Philippe Sarrasin Robichaud (éd.), Menuret de Chambaud, Effets de la musique , suivie de Préface d’Étienne Sainte-Marie au Traité sur l’effet de la musique sur le corps humain de Joseph-Louis Roger
Philippe Sarrasin Robichaud (éd.), Menuret de Chambaud, Effets de la musique, suivie de Préface d’Étienne Sainte-Marie au Traité sur l’effet de la musique sur le corps humain de Joseph-Louis Roger, Éditions Manucius, coll. « Écrits sur l’art », 2021, 112 p. ISBN : 978-2-84578-763-6
Très élégant petit volume que cette édition par Philippe Sarrasin Robichaud de deux textes qu’il a eu l’excellente idée de faire résonner, l’article MUSIQUE (EFFETS DE LA), de Menuret de Chambaud, et la préface d’Étienne de Sainte-Marie à sa traduction du Traité sur l’effet de la musique sur le corps humain (1758) de Joseph-Louis Roger.
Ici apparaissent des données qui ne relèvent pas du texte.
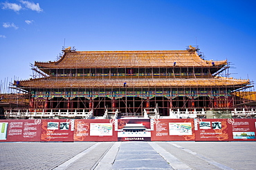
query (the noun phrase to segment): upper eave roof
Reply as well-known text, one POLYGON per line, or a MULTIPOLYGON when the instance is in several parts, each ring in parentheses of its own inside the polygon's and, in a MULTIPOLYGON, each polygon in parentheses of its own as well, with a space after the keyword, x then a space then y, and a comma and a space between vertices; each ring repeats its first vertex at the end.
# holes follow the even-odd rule
POLYGON ((40 69, 210 67, 212 64, 223 66, 227 61, 203 60, 196 50, 65 51, 57 61, 35 62, 35 65, 40 69))
POLYGON ((94 88, 179 87, 235 87, 250 84, 249 80, 217 77, 214 78, 42 78, 19 82, 28 88, 94 88))

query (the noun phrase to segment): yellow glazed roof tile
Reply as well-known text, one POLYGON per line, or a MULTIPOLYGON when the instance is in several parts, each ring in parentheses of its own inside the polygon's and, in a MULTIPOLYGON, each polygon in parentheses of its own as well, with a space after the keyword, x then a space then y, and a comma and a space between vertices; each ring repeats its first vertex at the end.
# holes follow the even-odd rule
POLYGON ((209 67, 227 61, 205 61, 196 51, 66 52, 58 61, 35 62, 39 68, 209 67))
POLYGON ((90 88, 122 87, 126 83, 129 87, 221 87, 246 85, 249 80, 228 78, 37 78, 21 81, 22 88, 90 88))

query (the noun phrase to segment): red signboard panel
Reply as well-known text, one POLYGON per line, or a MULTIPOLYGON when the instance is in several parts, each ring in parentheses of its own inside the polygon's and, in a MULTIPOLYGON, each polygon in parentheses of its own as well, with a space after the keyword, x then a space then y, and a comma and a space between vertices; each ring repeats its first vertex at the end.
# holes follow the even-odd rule
POLYGON ((194 119, 196 141, 228 141, 227 119, 194 119))
POLYGON ((155 119, 152 141, 194 140, 194 119, 155 119))
POLYGON ((255 120, 228 119, 228 134, 231 141, 255 141, 255 120))
POLYGON ((0 142, 40 141, 41 120, 0 120, 0 142))
POLYGON ((75 120, 43 119, 42 121, 42 141, 73 141, 75 120))
POLYGON ((77 119, 74 141, 117 141, 114 120, 77 119))

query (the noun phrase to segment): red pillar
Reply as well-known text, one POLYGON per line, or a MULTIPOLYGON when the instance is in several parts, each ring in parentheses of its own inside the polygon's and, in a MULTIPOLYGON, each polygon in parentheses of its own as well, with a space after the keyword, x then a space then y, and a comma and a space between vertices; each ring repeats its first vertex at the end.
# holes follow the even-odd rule
POLYGON ((49 107, 48 107, 48 104, 49 103, 48 103, 48 97, 46 97, 46 100, 45 100, 45 102, 44 102, 44 111, 46 111, 46 112, 47 112, 48 111, 48 108, 49 107))
POLYGON ((116 111, 116 98, 115 97, 113 97, 112 99, 112 111, 116 111))
POLYGON ((70 97, 68 98, 68 109, 71 108, 71 100, 70 97))
POLYGON ((35 98, 31 98, 30 101, 29 101, 29 111, 33 112, 35 110, 35 98))

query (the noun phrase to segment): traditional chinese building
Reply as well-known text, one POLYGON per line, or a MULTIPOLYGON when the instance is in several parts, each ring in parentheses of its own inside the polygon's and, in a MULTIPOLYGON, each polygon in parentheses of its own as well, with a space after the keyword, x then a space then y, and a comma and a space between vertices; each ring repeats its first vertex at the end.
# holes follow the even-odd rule
POLYGON ((241 100, 234 92, 249 80, 228 78, 226 60, 208 61, 199 49, 166 51, 89 51, 66 48, 57 61, 35 62, 39 78, 15 81, 30 94, 37 111, 105 109, 140 114, 157 107, 170 110, 233 109, 241 100))

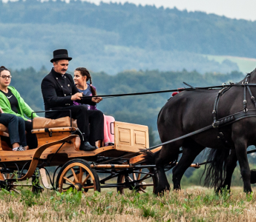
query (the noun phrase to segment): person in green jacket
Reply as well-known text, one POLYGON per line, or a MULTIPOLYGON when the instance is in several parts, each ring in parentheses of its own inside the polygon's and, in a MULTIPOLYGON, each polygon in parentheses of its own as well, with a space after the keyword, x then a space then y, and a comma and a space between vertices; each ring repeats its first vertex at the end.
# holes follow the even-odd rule
MULTIPOLYGON (((31 133, 32 122, 30 119, 34 111, 24 102, 19 92, 13 87, 9 86, 11 78, 10 71, 1 66, 0 67, 0 107, 5 113, 14 114, 24 119, 27 145, 30 149, 35 149, 38 146, 37 138, 35 134, 31 133)), ((33 115, 33 118, 38 117, 36 113, 33 115)))

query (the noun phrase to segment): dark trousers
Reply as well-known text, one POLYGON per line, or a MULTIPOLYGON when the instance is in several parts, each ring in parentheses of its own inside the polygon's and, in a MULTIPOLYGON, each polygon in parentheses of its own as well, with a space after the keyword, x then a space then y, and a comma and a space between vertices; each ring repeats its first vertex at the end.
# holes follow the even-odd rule
POLYGON ((68 110, 71 110, 71 118, 76 119, 77 127, 83 134, 83 137, 80 137, 82 141, 88 141, 92 146, 95 146, 95 141, 103 139, 104 116, 101 111, 88 110, 87 106, 85 105, 58 107, 53 110, 59 112, 46 112, 46 118, 56 119, 69 116, 70 112, 68 110))
POLYGON ((8 128, 10 144, 19 143, 23 147, 27 146, 25 135, 25 121, 21 117, 13 114, 1 113, 0 124, 8 128))
POLYGON ((27 131, 27 143, 30 149, 37 148, 37 138, 35 133, 32 133, 32 122, 24 121, 25 129, 27 131))

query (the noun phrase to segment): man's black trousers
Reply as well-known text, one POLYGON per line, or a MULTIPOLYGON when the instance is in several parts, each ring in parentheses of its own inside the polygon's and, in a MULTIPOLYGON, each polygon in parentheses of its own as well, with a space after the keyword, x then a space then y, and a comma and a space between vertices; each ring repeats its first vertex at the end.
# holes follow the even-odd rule
POLYGON ((59 112, 47 112, 45 113, 46 118, 56 119, 70 116, 68 110, 71 110, 71 118, 76 119, 77 127, 84 135, 84 141, 88 141, 91 145, 95 146, 95 141, 103 139, 104 116, 101 111, 88 110, 85 105, 56 107, 52 110, 59 112))

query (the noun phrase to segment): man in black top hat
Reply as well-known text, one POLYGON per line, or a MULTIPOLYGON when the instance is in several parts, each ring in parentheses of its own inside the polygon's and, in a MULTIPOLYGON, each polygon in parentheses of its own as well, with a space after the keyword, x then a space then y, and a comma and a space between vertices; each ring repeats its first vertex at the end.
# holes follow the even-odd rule
POLYGON ((53 110, 45 112, 45 117, 56 119, 68 116, 69 110, 71 110, 71 117, 76 119, 77 127, 82 134, 80 135, 80 149, 91 151, 97 149, 95 141, 103 139, 103 114, 99 110, 88 110, 85 105, 73 106, 73 101, 95 105, 102 98, 82 98, 82 93, 77 90, 71 75, 66 73, 68 62, 71 59, 71 57, 68 57, 67 50, 53 51, 53 58, 50 60, 53 68, 41 84, 45 110, 53 110))

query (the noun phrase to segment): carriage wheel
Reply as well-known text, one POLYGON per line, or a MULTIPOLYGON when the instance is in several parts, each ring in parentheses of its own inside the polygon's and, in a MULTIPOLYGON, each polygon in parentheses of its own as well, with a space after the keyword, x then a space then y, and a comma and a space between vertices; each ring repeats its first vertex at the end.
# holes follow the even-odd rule
POLYGON ((125 185, 124 187, 117 187, 117 192, 124 194, 125 190, 131 190, 144 193, 154 192, 155 176, 152 168, 134 169, 132 172, 120 174, 117 177, 117 184, 125 185))
MULTIPOLYGON (((16 173, 15 172, 8 172, 8 173, 2 173, 0 172, 0 181, 3 181, 7 179, 13 179, 15 178, 16 173)), ((4 183, 5 184, 5 183, 4 183)), ((6 184, 6 185, 1 185, 1 188, 3 188, 9 192, 13 191, 15 192, 19 193, 19 192, 16 189, 18 185, 14 184, 13 182, 10 184, 6 184)))
POLYGON ((64 164, 58 174, 56 187, 60 192, 67 191, 70 187, 78 191, 83 189, 84 192, 100 192, 97 173, 82 159, 73 159, 64 164))

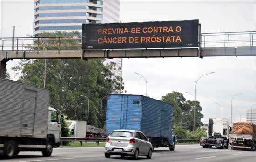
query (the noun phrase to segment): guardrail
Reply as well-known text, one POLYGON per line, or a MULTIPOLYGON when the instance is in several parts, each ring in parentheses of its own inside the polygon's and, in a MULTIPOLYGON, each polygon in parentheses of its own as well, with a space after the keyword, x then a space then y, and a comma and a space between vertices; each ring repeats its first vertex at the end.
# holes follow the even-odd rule
MULTIPOLYGON (((199 142, 199 139, 178 139, 179 142, 199 142)), ((106 138, 83 138, 83 137, 61 137, 60 141, 61 143, 61 145, 62 145, 63 141, 70 141, 70 142, 80 142, 80 146, 82 146, 83 142, 96 142, 97 145, 99 145, 100 142, 105 142, 106 138)))

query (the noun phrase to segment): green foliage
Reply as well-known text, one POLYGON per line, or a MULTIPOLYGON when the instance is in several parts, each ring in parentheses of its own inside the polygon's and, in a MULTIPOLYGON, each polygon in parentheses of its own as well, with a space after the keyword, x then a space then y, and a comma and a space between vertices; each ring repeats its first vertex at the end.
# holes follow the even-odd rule
POLYGON ((179 139, 187 139, 186 132, 187 131, 183 130, 180 126, 173 129, 173 134, 175 135, 179 139))
MULTIPOLYGON (((182 94, 175 91, 162 96, 161 100, 174 105, 174 129, 182 125, 188 128, 190 131, 193 130, 195 101, 186 100, 182 94)), ((202 109, 200 102, 196 101, 196 128, 199 128, 203 125, 201 120, 203 118, 203 115, 200 113, 202 109)))
MULTIPOLYGON (((43 33, 40 36, 63 37, 78 35, 77 31, 71 33, 56 31, 56 33, 43 33)), ((65 43, 76 44, 80 41, 81 39, 79 41, 65 39, 65 43)), ((36 41, 35 44, 38 43, 36 41)), ((58 49, 58 46, 51 47, 56 45, 57 43, 54 41, 49 38, 42 40, 47 50, 58 49)), ((39 46, 41 48, 40 50, 43 49, 42 46, 39 46)), ((36 50, 34 47, 28 48, 36 50)), ((74 50, 76 47, 62 48, 61 50, 74 50)), ((88 124, 99 127, 101 99, 108 93, 119 90, 120 79, 122 79, 115 76, 111 71, 115 68, 115 63, 112 62, 105 66, 102 63, 103 61, 100 59, 87 61, 74 59, 47 59, 46 88, 51 91, 50 106, 67 114, 70 120, 87 121, 88 100, 81 95, 86 96, 89 100, 88 124)), ((44 59, 34 60, 32 62, 22 60, 12 69, 17 73, 22 70, 22 75, 19 81, 43 87, 44 64, 44 59)), ((121 89, 124 89, 123 84, 122 82, 121 89)), ((106 103, 105 98, 102 100, 102 128, 104 127, 106 118, 106 103)))

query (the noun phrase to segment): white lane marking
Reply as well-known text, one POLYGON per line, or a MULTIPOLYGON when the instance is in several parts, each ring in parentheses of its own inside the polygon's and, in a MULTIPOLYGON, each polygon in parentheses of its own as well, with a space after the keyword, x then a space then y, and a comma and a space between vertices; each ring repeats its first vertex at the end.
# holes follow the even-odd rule
POLYGON ((16 161, 14 162, 39 162, 39 161, 49 161, 51 160, 67 160, 67 159, 77 159, 77 158, 69 158, 66 159, 45 159, 45 160, 30 160, 30 161, 16 161))
POLYGON ((209 157, 199 157, 196 158, 195 159, 207 159, 209 158, 216 157, 216 156, 209 156, 209 157))
POLYGON ((165 152, 159 152, 159 153, 152 153, 152 154, 167 154, 165 152))

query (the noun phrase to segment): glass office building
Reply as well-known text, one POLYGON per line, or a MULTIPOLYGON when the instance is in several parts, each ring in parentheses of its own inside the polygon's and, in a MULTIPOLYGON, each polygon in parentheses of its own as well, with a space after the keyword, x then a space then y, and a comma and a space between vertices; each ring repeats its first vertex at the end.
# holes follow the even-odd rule
POLYGON ((246 110, 246 122, 256 125, 256 109, 246 110))
MULTIPOLYGON (((119 22, 119 0, 34 0, 33 35, 77 31, 81 35, 83 23, 119 22)), ((110 61, 116 63, 117 70, 112 72, 121 76, 121 59, 107 59, 103 63, 110 61)))
POLYGON ((119 0, 34 0, 33 35, 56 30, 81 35, 82 23, 119 22, 119 0))

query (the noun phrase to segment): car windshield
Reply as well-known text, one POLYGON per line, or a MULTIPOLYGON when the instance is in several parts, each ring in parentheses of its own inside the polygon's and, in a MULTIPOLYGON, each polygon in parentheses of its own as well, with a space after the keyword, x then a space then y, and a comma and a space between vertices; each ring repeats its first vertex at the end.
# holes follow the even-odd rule
POLYGON ((110 136, 115 137, 130 137, 133 136, 133 133, 125 131, 113 131, 110 136))

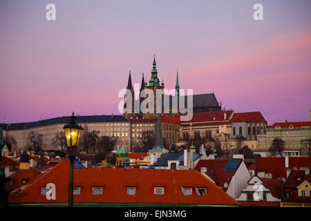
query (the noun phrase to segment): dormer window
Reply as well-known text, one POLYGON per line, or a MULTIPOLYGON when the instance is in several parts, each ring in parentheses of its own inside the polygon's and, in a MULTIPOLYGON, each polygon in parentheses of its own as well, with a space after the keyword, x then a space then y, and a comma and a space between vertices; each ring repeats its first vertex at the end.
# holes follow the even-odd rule
POLYGON ((183 195, 192 195, 192 187, 181 187, 183 195))
POLYGON ((126 194, 134 195, 136 194, 136 186, 127 186, 126 194))
POLYGON ((155 195, 164 195, 164 187, 162 186, 154 187, 153 193, 155 195))
POLYGON ((196 187, 196 192, 198 195, 206 195, 206 187, 196 187))
POLYGON ((22 180, 21 180, 21 183, 23 184, 26 184, 27 182, 28 182, 28 179, 27 179, 27 178, 23 178, 22 180))
POLYGON ((79 195, 81 192, 80 186, 74 186, 73 187, 73 195, 79 195))
POLYGON ((93 186, 92 187, 93 195, 101 195, 102 194, 102 186, 93 186))

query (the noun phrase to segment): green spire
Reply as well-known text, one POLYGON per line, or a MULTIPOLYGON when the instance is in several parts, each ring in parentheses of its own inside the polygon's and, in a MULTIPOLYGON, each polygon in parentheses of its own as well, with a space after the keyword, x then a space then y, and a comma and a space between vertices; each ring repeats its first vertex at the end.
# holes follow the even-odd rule
POLYGON ((124 157, 126 153, 126 151, 123 148, 123 144, 121 146, 121 148, 119 151, 117 151, 117 155, 118 157, 124 157))
POLYGON ((179 89, 179 81, 178 81, 178 68, 177 68, 177 77, 176 77, 176 85, 175 86, 175 88, 179 89))

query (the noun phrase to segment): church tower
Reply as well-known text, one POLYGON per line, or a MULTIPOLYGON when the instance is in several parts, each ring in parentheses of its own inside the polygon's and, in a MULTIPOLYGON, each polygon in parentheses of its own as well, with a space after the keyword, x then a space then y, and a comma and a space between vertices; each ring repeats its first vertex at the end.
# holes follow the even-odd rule
POLYGON ((131 118, 132 116, 134 114, 134 101, 135 101, 135 95, 134 95, 134 89, 133 88, 133 84, 132 84, 132 79, 131 77, 131 70, 129 71, 129 81, 127 82, 127 86, 126 86, 126 89, 129 90, 131 91, 131 99, 127 99, 126 97, 126 95, 124 95, 124 117, 129 119, 131 118), (131 102, 131 113, 127 113, 126 112, 126 106, 127 106, 127 102, 131 102))
MULTIPOLYGON (((148 88, 152 90, 153 91, 154 95, 154 110, 153 113, 147 113, 143 114, 144 118, 152 119, 156 117, 156 90, 160 89, 163 90, 164 88, 164 83, 163 79, 162 80, 162 83, 160 84, 160 79, 158 77, 158 70, 157 70, 157 64, 156 62, 156 55, 153 55, 153 62, 152 64, 152 70, 151 70, 151 77, 149 79, 149 84, 147 85, 146 82, 144 83, 144 88, 148 88)), ((163 108, 163 107, 162 107, 163 108)))

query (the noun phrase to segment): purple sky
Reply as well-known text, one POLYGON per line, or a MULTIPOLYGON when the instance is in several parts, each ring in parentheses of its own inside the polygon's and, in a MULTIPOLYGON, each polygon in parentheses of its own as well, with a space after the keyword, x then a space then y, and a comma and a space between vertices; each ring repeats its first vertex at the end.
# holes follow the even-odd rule
POLYGON ((309 120, 311 1, 1 1, 0 123, 119 114, 156 52, 158 77, 268 124, 309 120), (56 5, 56 21, 46 19, 56 5), (264 21, 253 19, 263 5, 264 21))

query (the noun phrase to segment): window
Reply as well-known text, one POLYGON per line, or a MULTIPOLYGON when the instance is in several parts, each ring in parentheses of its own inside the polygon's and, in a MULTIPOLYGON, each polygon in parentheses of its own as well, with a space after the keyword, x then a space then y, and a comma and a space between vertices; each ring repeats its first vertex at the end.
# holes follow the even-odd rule
POLYGON ((206 188, 196 188, 196 192, 198 195, 206 195, 206 188))
POLYGON ((262 201, 267 200, 267 195, 265 193, 261 193, 261 200, 262 201))
POLYGON ((102 194, 102 186, 93 186, 92 192, 93 192, 93 195, 102 194))
POLYGON ((192 195, 192 188, 191 187, 182 187, 182 195, 192 195))
POLYGON ((164 187, 155 187, 153 193, 155 195, 164 195, 164 187))
POLYGON ((171 163, 171 169, 176 170, 177 169, 176 163, 171 163))
POLYGON ((74 186, 73 187, 73 195, 80 194, 81 187, 74 186))
POLYGON ((136 194, 136 186, 127 186, 126 188, 127 195, 135 195, 136 194))
POLYGON ((46 195, 46 193, 50 190, 50 188, 42 187, 41 189, 41 195, 46 195))
POLYGON ((249 201, 253 200, 253 193, 247 193, 247 200, 249 201))

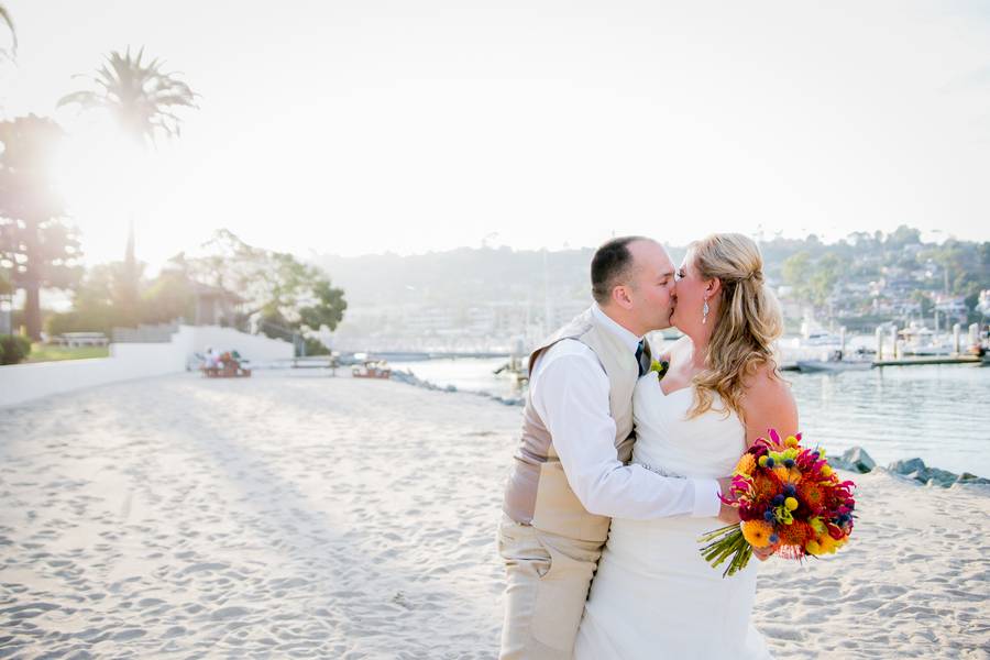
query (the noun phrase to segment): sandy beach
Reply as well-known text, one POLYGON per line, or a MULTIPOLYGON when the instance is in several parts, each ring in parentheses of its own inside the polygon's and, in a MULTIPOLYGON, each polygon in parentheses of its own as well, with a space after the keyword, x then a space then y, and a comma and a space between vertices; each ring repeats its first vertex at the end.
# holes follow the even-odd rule
MULTIPOLYGON (((0 657, 495 658, 519 422, 294 373, 0 409, 0 657)), ((761 569, 774 654, 990 658, 990 492, 855 479, 848 548, 761 569)))

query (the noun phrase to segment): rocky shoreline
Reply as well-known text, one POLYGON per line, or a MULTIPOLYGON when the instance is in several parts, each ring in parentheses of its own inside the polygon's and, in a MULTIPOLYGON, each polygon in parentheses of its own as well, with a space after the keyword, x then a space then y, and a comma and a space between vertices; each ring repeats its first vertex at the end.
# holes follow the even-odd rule
POLYGON ((977 476, 969 472, 956 474, 948 470, 938 468, 930 468, 921 459, 905 459, 894 461, 887 468, 878 468, 876 461, 870 458, 861 447, 854 447, 846 450, 842 457, 829 457, 828 463, 833 468, 846 470, 848 472, 857 472, 866 474, 873 471, 887 471, 895 476, 915 481, 927 486, 941 486, 948 488, 954 485, 990 485, 990 479, 977 476))

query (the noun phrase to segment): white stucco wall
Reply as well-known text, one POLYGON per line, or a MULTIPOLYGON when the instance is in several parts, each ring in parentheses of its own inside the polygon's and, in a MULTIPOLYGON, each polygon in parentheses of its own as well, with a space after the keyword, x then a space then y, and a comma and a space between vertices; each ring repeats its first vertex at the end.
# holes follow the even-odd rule
POLYGON ((194 353, 207 346, 237 350, 252 362, 293 356, 293 344, 217 326, 180 326, 169 343, 114 343, 110 356, 0 366, 0 407, 15 406, 50 394, 107 383, 147 378, 186 370, 194 353))

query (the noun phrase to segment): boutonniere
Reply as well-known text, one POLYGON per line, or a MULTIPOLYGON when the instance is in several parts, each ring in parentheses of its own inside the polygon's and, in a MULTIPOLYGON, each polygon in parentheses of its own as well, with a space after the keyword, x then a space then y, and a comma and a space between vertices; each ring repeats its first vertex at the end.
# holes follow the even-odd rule
POLYGON ((650 371, 657 372, 657 378, 662 380, 664 375, 667 375, 667 370, 670 369, 670 362, 664 360, 663 362, 659 360, 653 360, 650 363, 650 371))

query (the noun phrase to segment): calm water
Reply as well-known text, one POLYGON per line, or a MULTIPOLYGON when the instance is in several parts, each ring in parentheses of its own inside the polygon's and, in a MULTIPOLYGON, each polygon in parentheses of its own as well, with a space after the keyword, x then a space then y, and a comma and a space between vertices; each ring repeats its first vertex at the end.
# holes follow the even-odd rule
MULTIPOLYGON (((437 385, 518 396, 508 378, 493 374, 504 363, 463 359, 395 366, 437 385)), ((784 376, 793 385, 805 439, 829 453, 859 446, 880 465, 920 457, 930 466, 990 476, 990 369, 953 364, 784 376)))

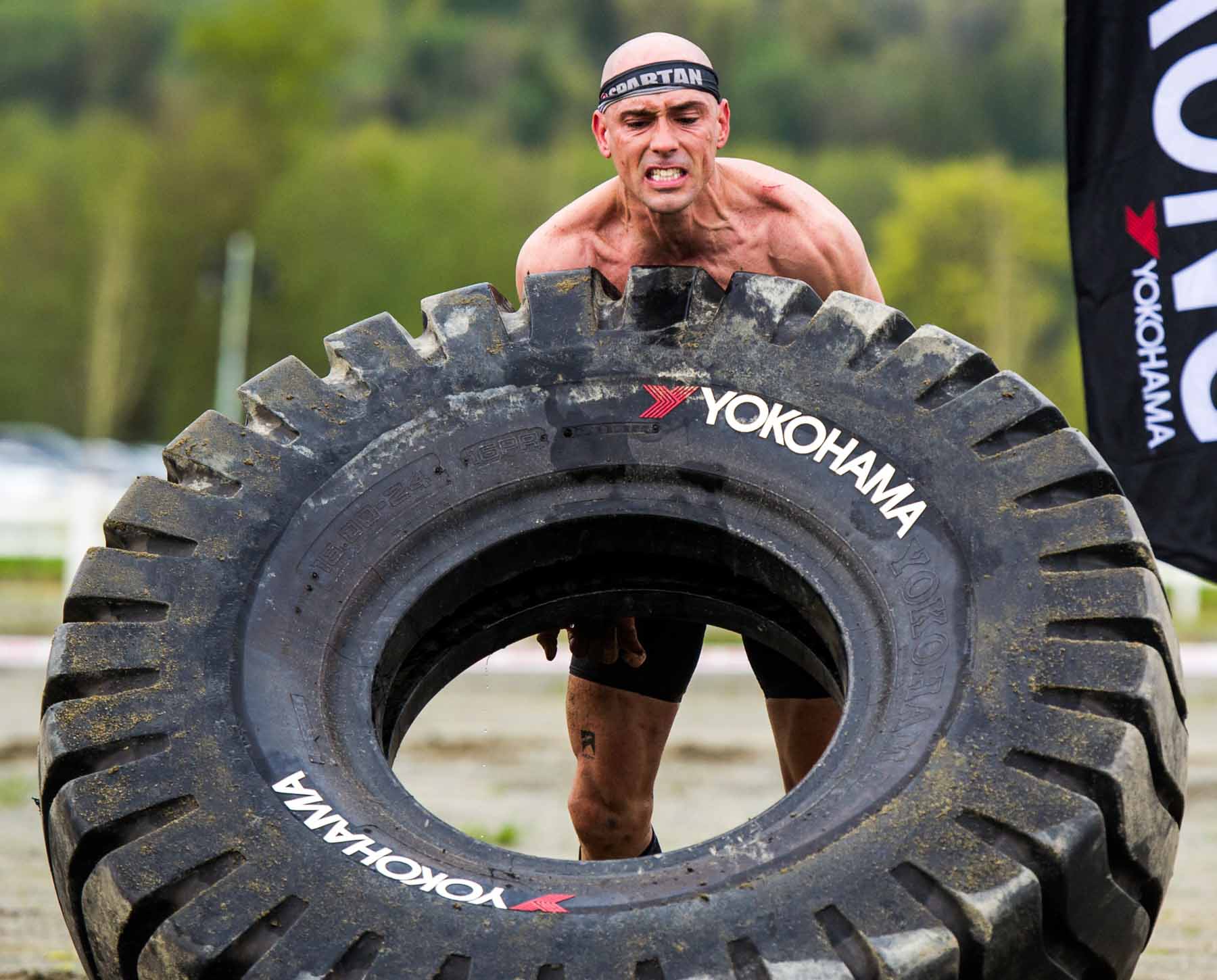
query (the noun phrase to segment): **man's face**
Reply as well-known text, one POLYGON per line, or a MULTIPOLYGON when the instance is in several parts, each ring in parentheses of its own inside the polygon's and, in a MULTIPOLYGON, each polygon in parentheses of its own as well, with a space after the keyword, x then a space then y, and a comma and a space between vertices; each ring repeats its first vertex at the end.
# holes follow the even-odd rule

Cette édition très soignée, dans l’esprit du travail critique opéré par l’équipe de l’ENCCRE dont l’auteur est d’ailleurs membre, fait le lien entre un premier ouvrage qu’il avait publié dans les Classiques Garnier en 2017, L’Homme-clavecin, une analogie diderotienne, et sa thèse soutenue en 2023 en Sorbonne, intitulée La promesse d’Orphée. Étude de discours sur les effets moraux de la musique dans la France des Lumières.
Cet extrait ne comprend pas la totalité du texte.